Enhancing generalization of cross-domain intrusion detection: a heterogeneous deep stacked ensemble approach

Intrusion Detection Systems (IDS) are critical for safeguarding network infrastructures, yet the challenges of heterogeneous environments and diverse data distributions often hinder their effectiveness. This study introduces the Heterogeneous Deep Stacked Ensemble for IDS (HDSE-IDS), a novel framework designed to improve cross-domain generalization by integrating Gated Recurrent Units (GRU), Long Short-Term Memory (LSTM), Deep Neural Networks (DNN), and Multi-Layer Perceptron (MLP) models in a stacked ensemble architecture. Each base model is trained on a distinct dataset and frozen to preserve domain-specific decision boundaries, while a meta-learner aggregates their predictions to form the final decision layer.
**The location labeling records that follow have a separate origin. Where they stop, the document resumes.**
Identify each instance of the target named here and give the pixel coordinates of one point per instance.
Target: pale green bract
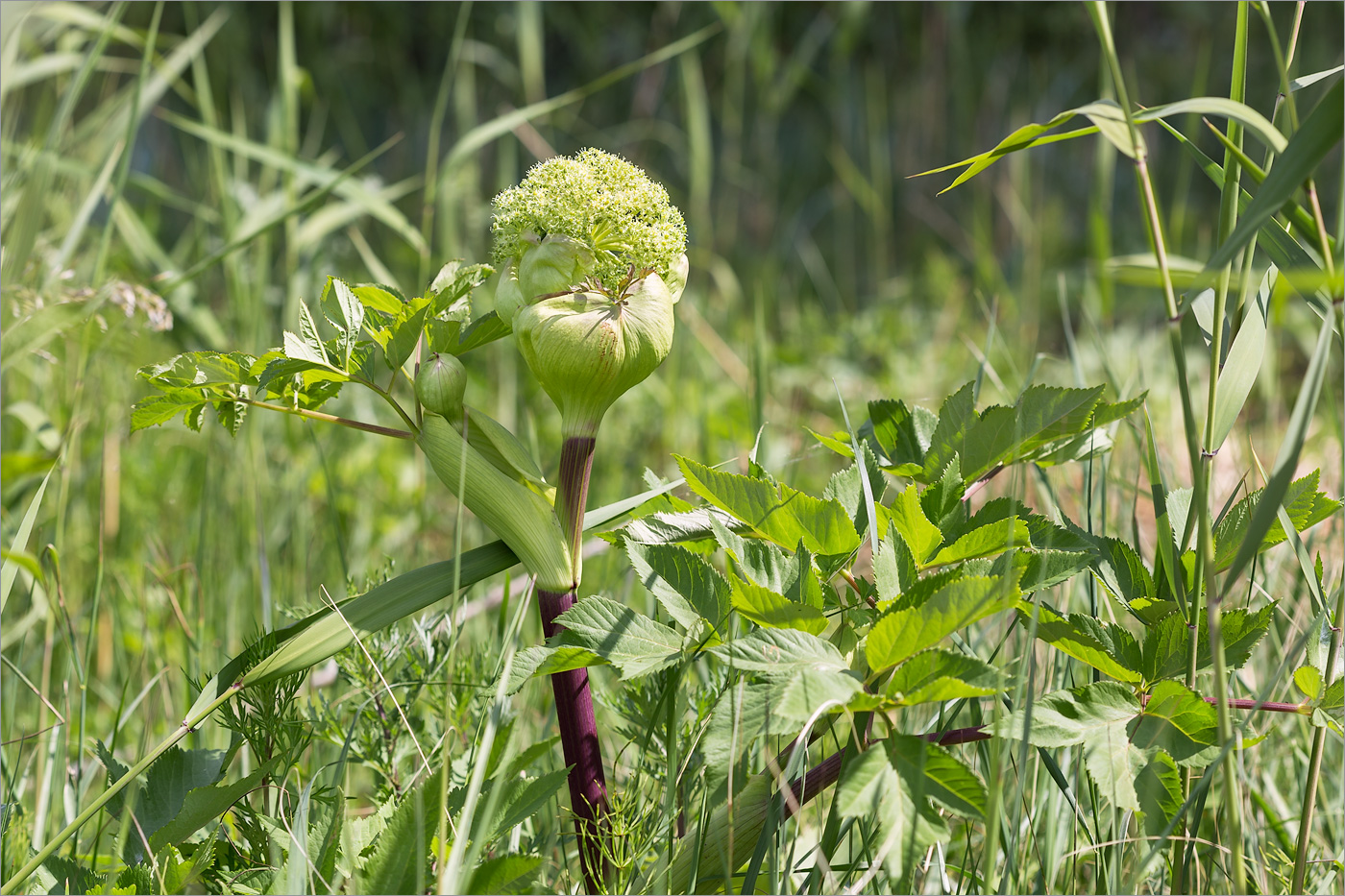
(605, 205)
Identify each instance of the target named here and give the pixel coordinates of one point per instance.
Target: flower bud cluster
(592, 258)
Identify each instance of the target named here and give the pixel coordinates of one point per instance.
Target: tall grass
(217, 161)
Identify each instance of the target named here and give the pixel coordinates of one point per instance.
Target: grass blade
(10, 570)
(1287, 460)
(1294, 166)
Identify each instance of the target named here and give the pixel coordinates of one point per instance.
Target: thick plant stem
(574, 700)
(1149, 206)
(1314, 763)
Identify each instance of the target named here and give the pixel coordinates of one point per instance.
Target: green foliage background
(786, 136)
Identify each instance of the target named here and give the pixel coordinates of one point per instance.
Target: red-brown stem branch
(574, 700)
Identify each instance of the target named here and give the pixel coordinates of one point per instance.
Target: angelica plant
(594, 258)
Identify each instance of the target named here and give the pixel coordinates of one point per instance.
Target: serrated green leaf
(767, 608)
(809, 690)
(947, 779)
(508, 875)
(352, 315)
(904, 435)
(159, 409)
(306, 345)
(163, 798)
(1308, 681)
(1180, 722)
(1093, 715)
(686, 586)
(481, 331)
(1159, 787)
(548, 660)
(942, 500)
(957, 417)
(985, 541)
(742, 714)
(1048, 568)
(1304, 502)
(937, 674)
(377, 298)
(779, 513)
(525, 804)
(443, 335)
(1105, 646)
(1122, 572)
(1041, 415)
(893, 566)
(629, 641)
(1334, 695)
(779, 651)
(453, 282)
(846, 487)
(201, 806)
(921, 536)
(400, 859)
(1166, 650)
(666, 527)
(903, 633)
(403, 336)
(760, 561)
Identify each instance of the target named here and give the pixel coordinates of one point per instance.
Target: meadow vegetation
(984, 540)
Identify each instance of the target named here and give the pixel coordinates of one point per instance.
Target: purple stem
(574, 700)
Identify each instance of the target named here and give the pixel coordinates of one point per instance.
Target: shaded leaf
(985, 541)
(1093, 715)
(921, 536)
(1105, 646)
(1177, 721)
(904, 435)
(767, 608)
(686, 586)
(779, 513)
(1159, 787)
(1304, 502)
(937, 674)
(548, 660)
(629, 641)
(903, 633)
(809, 690)
(779, 651)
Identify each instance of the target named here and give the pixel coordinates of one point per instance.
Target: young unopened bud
(440, 386)
(588, 349)
(599, 230)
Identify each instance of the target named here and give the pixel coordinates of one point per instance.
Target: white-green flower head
(594, 220)
(587, 349)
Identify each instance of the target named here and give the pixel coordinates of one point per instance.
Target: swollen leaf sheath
(522, 519)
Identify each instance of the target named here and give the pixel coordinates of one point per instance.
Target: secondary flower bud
(587, 349)
(440, 386)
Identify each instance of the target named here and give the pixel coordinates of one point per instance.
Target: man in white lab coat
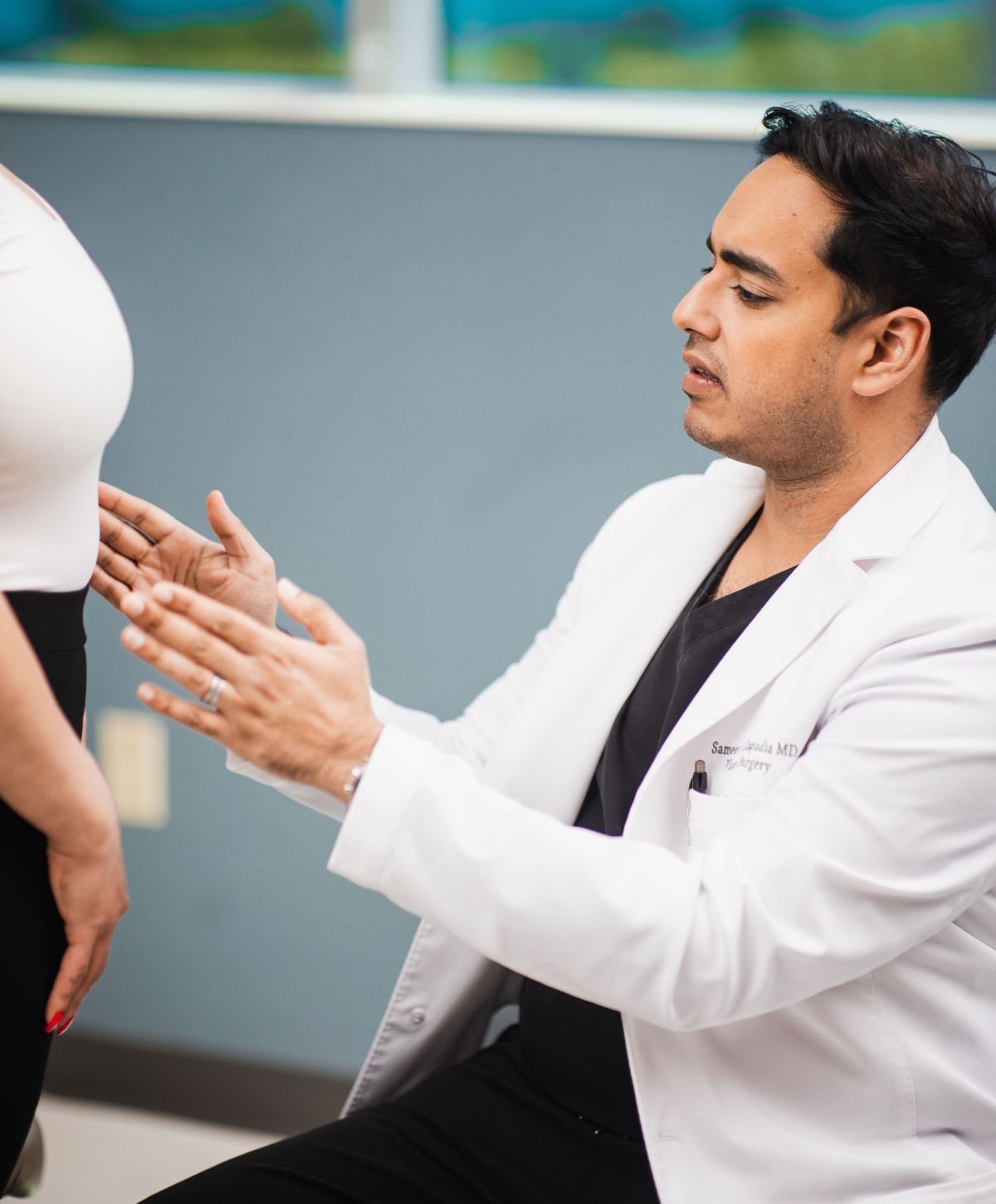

The study conducted comprehensive cross-domain evaluations using four benchmark NetFlow-based datasets: NFv2-UNSW-NB15, NFv2-BoT-IoT, NFv2-ToN-IoT, and NFv2-CIC-2018. The proposed HDSE-IDS framework achieved an average F1-score of 88.77%, representing up to a 30% improvement over recent state-of-the-art methods. These findings demonstrate the robustness and effectiveness of HDSE-IDS in diverse and dynamic network scenarios, contributing to the advancement of scalable, generalizable IDS solutions for modern cybersecurity challenges.